Met betrekking tot de hoeveelheid, de aard en de ernst van de klachten c.q. de aan [X] verweten overlast, overweegt de kantonrechter als volgt.
Woningstichting Den Helder heeft concreet en gedetailleerd omschreven waar de gestelde door [X] veroorzaakte overlast uit bestaat. Woningstichting Den Helder heeft de overlast onderbouwd door het overleggen van een klachtendossier, klachtenformulieren van omwonenden en een sfeerrapportage van de politie en sommatiebrieven. Op de zitting heeft Woningstichting Den Helder onderbouwd dat de overlast nog steeds voortduurt en dat het niet alleen om oudere klachten gaat.
5.7.
In het licht van de gemotiveerde uiteenzetting van Woningstichting Den Helder had het op de weg gelegen van [X] om de gestelde overlast gemotiveerd te weerleggen door bijvoorbeeld stukken of verklaringen in zijn voordeel te overleggen. Dit heeft [X] niet gedaan. Aan zijn verweer zal dus worden voorbijgegaan en er is geen plaats voor bewijslevering, nu geen specifiek bewijs door [X] is aangeboden. De kantonrechter overweegt daarbij nog dat niet is gebleken dat het om slechts enkele klachten en incidenten gaat, zoals [X] stelt. Er is over de jaren sprake van meerdere incidenten en daarover is door meerdere omwonenden geklaagd.
5.8.
Hiermee is komen vast te staan dat [X] gedurende langere tijd voor overlast heeft gezorgd. Dit levert een tekortkoming op in de nakoming van de op grond van de huurovereenkomst op [X] rustende verplichting geen overlast te veroorzaken, zoals bepaald in art. 7:213 BW.
5.9.
Vervolgens is de vraag aan de orde of deze tekortkoming de ontbinding van de huurovereenkomst rechtvaardigt. De kantonrechter stelt daarbij voorop dat op grond van art. 6:265 lid 1 van het BW iedere tekortkoming de bevoegdheid tot ontbinding schept, tenzij de bijzondere aard of geringe betekenis de ontbinding niet rechtvaardigt. In geval van huur van woonruimte, waarvan hier sprake is, dient bij de beoordeling of de tekortkomingen ernstig genoeg zijn om de ontbinding met haar gevolgen te rechtvaardigen, rekening gehouden te worden met alle omstandigheden van het geval en dient het gewicht van de tekortkoming afgezet te worden tegen het woonbelang van de huurder. De kantonrechter is van oordeel dat de door [X] veroorzaakte overlast ernstig is te noemen. De overlast heeft zich daarbij gedurende meerdere jaren voorgedaan. Dit levert een tekortkoming op die in beginsel de ontbinding van de huurovereenkomst rechtvaardigt.
5.10.
[X] heeft aangevoerd dat zijn woonbelang zwaarder moet wegen dan het gewicht van de tekortkoming.

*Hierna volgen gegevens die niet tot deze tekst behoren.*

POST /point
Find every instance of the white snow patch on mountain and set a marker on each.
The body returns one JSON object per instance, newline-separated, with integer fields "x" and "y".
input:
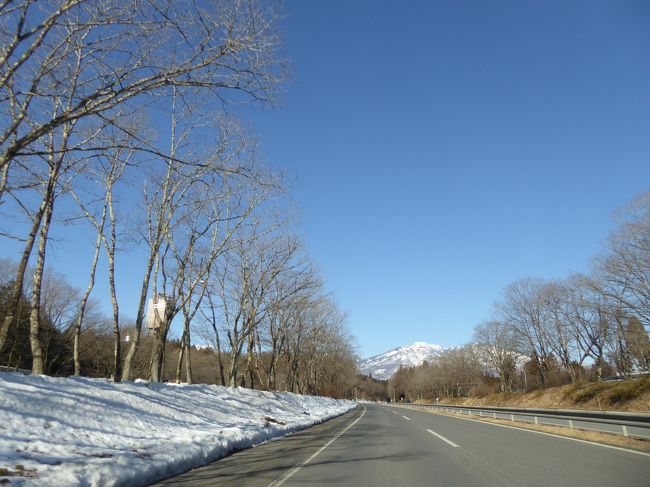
{"x": 384, "y": 365}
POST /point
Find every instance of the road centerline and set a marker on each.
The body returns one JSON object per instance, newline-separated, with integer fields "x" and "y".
{"x": 446, "y": 440}
{"x": 296, "y": 469}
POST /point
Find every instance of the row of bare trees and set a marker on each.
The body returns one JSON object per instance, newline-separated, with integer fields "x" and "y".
{"x": 542, "y": 332}
{"x": 117, "y": 117}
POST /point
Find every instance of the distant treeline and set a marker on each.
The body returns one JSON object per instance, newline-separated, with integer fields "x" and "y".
{"x": 541, "y": 333}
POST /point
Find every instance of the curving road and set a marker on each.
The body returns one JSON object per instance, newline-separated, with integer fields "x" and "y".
{"x": 382, "y": 445}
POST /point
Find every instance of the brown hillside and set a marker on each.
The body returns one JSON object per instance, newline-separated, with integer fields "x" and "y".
{"x": 627, "y": 395}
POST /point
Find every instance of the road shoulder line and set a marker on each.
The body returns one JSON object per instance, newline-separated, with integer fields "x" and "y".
{"x": 627, "y": 450}
{"x": 444, "y": 439}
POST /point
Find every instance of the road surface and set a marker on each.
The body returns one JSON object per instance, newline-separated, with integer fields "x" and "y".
{"x": 383, "y": 445}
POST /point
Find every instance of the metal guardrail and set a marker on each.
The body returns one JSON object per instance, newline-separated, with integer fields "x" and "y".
{"x": 635, "y": 425}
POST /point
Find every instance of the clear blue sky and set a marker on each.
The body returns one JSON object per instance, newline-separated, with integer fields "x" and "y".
{"x": 445, "y": 149}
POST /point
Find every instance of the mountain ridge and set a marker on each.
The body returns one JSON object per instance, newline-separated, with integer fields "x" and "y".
{"x": 384, "y": 365}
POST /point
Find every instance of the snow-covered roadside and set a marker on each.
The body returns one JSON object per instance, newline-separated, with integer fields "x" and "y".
{"x": 79, "y": 431}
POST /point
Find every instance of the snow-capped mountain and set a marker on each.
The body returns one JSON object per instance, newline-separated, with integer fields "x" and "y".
{"x": 383, "y": 366}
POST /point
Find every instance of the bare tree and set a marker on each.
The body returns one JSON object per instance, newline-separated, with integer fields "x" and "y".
{"x": 123, "y": 52}
{"x": 497, "y": 345}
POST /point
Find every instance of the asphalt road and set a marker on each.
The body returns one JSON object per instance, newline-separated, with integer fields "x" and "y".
{"x": 380, "y": 445}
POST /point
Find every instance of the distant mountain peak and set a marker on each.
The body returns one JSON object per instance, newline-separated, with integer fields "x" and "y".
{"x": 384, "y": 365}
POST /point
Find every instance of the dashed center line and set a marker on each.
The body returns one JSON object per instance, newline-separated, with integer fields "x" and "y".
{"x": 444, "y": 439}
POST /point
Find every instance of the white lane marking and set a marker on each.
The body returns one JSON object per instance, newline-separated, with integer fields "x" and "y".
{"x": 550, "y": 434}
{"x": 294, "y": 470}
{"x": 444, "y": 439}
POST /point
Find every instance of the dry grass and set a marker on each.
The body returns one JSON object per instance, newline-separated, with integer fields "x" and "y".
{"x": 629, "y": 395}
{"x": 593, "y": 436}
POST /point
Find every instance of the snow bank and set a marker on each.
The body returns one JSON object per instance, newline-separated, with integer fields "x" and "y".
{"x": 80, "y": 431}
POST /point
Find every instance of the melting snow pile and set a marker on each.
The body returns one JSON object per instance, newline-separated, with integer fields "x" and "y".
{"x": 80, "y": 431}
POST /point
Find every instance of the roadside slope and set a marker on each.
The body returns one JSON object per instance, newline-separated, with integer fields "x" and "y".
{"x": 629, "y": 395}
{"x": 58, "y": 431}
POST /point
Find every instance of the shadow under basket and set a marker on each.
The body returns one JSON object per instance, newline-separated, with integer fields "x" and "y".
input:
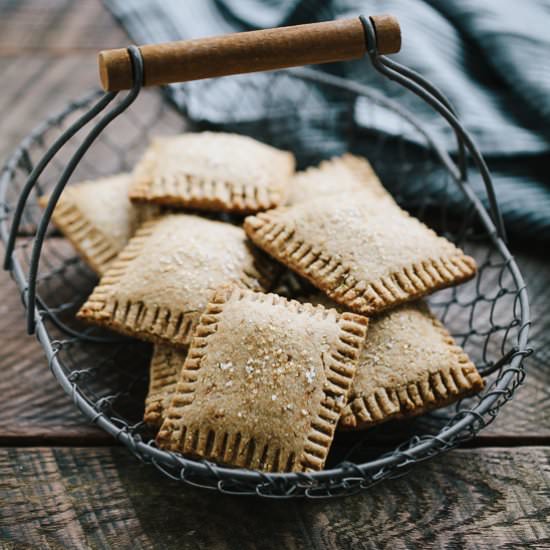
{"x": 106, "y": 376}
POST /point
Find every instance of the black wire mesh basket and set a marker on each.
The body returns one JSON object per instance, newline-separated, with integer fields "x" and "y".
{"x": 107, "y": 376}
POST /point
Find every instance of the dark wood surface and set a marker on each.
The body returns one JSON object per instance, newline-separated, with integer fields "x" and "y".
{"x": 64, "y": 485}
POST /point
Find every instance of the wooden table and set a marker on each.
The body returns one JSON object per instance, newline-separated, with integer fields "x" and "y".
{"x": 64, "y": 484}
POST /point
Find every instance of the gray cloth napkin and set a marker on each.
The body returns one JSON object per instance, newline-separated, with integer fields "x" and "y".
{"x": 491, "y": 59}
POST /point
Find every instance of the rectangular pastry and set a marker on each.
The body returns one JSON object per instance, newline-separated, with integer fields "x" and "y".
{"x": 410, "y": 364}
{"x": 159, "y": 284}
{"x": 98, "y": 218}
{"x": 264, "y": 382}
{"x": 213, "y": 171}
{"x": 363, "y": 251}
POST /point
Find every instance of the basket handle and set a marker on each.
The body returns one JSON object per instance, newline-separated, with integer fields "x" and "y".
{"x": 248, "y": 52}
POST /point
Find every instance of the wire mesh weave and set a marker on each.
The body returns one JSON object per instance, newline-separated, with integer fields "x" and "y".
{"x": 107, "y": 376}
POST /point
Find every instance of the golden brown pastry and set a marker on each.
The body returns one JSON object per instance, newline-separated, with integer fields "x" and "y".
{"x": 264, "y": 382}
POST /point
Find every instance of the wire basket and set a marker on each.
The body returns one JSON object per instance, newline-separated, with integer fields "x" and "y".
{"x": 106, "y": 376}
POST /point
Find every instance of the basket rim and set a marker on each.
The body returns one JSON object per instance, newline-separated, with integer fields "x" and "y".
{"x": 417, "y": 449}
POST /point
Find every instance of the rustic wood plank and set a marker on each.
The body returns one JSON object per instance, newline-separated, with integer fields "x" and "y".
{"x": 57, "y": 26}
{"x": 47, "y": 415}
{"x": 104, "y": 498}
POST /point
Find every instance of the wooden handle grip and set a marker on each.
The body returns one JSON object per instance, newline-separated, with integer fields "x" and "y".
{"x": 248, "y": 52}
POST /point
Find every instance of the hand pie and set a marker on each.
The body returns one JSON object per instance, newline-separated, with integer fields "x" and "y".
{"x": 164, "y": 371}
{"x": 160, "y": 283}
{"x": 410, "y": 364}
{"x": 98, "y": 218}
{"x": 264, "y": 382}
{"x": 366, "y": 253}
{"x": 332, "y": 177}
{"x": 213, "y": 171}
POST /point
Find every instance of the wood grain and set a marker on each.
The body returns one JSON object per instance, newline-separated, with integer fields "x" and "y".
{"x": 103, "y": 498}
{"x": 57, "y": 27}
{"x": 245, "y": 52}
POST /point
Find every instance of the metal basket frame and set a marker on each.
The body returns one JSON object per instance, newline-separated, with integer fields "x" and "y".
{"x": 347, "y": 477}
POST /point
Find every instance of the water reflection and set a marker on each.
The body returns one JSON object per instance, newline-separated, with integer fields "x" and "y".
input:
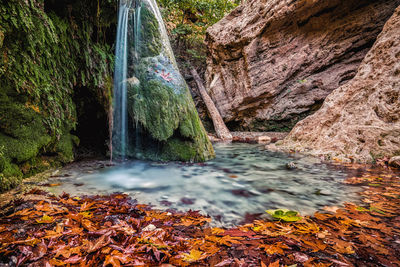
{"x": 242, "y": 181}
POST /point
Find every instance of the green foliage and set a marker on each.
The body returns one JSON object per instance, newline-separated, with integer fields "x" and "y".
{"x": 46, "y": 50}
{"x": 167, "y": 112}
{"x": 285, "y": 215}
{"x": 187, "y": 22}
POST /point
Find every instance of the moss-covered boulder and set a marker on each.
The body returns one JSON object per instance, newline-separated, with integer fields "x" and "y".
{"x": 159, "y": 100}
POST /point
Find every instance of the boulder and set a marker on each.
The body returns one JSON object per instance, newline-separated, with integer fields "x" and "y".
{"x": 360, "y": 120}
{"x": 272, "y": 63}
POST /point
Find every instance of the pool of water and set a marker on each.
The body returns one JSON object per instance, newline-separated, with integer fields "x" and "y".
{"x": 241, "y": 183}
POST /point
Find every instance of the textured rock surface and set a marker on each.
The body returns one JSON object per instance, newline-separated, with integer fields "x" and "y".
{"x": 359, "y": 120}
{"x": 159, "y": 102}
{"x": 272, "y": 63}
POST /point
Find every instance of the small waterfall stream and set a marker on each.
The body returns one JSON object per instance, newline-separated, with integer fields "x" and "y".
{"x": 120, "y": 120}
{"x": 144, "y": 61}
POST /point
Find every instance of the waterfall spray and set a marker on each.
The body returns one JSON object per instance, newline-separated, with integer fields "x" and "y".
{"x": 120, "y": 132}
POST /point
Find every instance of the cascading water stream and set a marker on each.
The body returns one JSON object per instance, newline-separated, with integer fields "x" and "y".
{"x": 151, "y": 98}
{"x": 120, "y": 123}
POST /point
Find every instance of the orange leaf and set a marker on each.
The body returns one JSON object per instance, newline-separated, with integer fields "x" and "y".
{"x": 274, "y": 264}
{"x": 194, "y": 255}
{"x": 45, "y": 219}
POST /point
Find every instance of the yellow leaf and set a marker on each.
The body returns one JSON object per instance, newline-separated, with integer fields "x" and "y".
{"x": 217, "y": 231}
{"x": 45, "y": 219}
{"x": 194, "y": 255}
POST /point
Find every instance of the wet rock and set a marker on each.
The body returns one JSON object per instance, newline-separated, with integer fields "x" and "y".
{"x": 291, "y": 166}
{"x": 359, "y": 121}
{"x": 272, "y": 63}
{"x": 187, "y": 201}
{"x": 264, "y": 139}
{"x": 395, "y": 162}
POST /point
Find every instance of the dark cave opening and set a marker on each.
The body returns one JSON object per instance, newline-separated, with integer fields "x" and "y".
{"x": 92, "y": 126}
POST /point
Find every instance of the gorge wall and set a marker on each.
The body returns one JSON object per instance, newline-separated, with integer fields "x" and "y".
{"x": 56, "y": 65}
{"x": 272, "y": 63}
{"x": 360, "y": 120}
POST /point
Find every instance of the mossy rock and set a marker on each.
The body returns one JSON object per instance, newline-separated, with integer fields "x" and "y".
{"x": 150, "y": 42}
{"x": 45, "y": 53}
{"x": 159, "y": 100}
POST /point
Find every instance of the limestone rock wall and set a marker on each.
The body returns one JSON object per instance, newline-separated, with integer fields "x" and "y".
{"x": 272, "y": 63}
{"x": 361, "y": 119}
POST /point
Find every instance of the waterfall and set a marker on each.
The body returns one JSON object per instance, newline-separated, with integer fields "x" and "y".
{"x": 151, "y": 98}
{"x": 120, "y": 116}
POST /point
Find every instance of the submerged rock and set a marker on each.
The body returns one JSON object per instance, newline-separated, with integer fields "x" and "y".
{"x": 272, "y": 63}
{"x": 360, "y": 120}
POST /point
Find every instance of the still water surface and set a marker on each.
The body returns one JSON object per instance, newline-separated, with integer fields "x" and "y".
{"x": 242, "y": 182}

woont sinds mei 2011 in de woning; hij heeft geen sociaal vangnet, waaronder familie en hij heeft geen vervangende woonruimte of opvang.
De kantonrechter is van oordeel dat de belangen van [X] zwaarwegend zijn, echter, gelet op de aard en de ernst van de overlast die al geruime tijd voortduurt, dienen de belangen van omwonenden op een rustig en ongestoord woongenot zwaarder te wegen. De kantonrechter laat daarbij zwaar meewegen dat er geregeld sprake is van overlast in de avond en nacht en dat het gedrag van [X] voor veel onrust zorgt, ook bij kinderen in de buurt.
5.11.
Aan Woningstichting Den Helder kan daarbij worden toegegeven dat zij haar maatschappelijke rol als verhuurder in de sociale huursector niet uit het oog heeft verloren. Zij heeft de problematiek besproken met hulpverlenende instanties en [X] kansen gegeven zijn gedrag te verbeteren.
5.12.
Het voorgaande leidt tot de conclusie dat van Woningstichting Den Helder niet gevergd kan worden dat zij de huurrelatie met [X] voortzet.
5.13.
De vorderingen van Woningstichting Den Helder tot ontbinding van de huurovereenkomst en de ontruiming van de woning zullen worden toegewezen.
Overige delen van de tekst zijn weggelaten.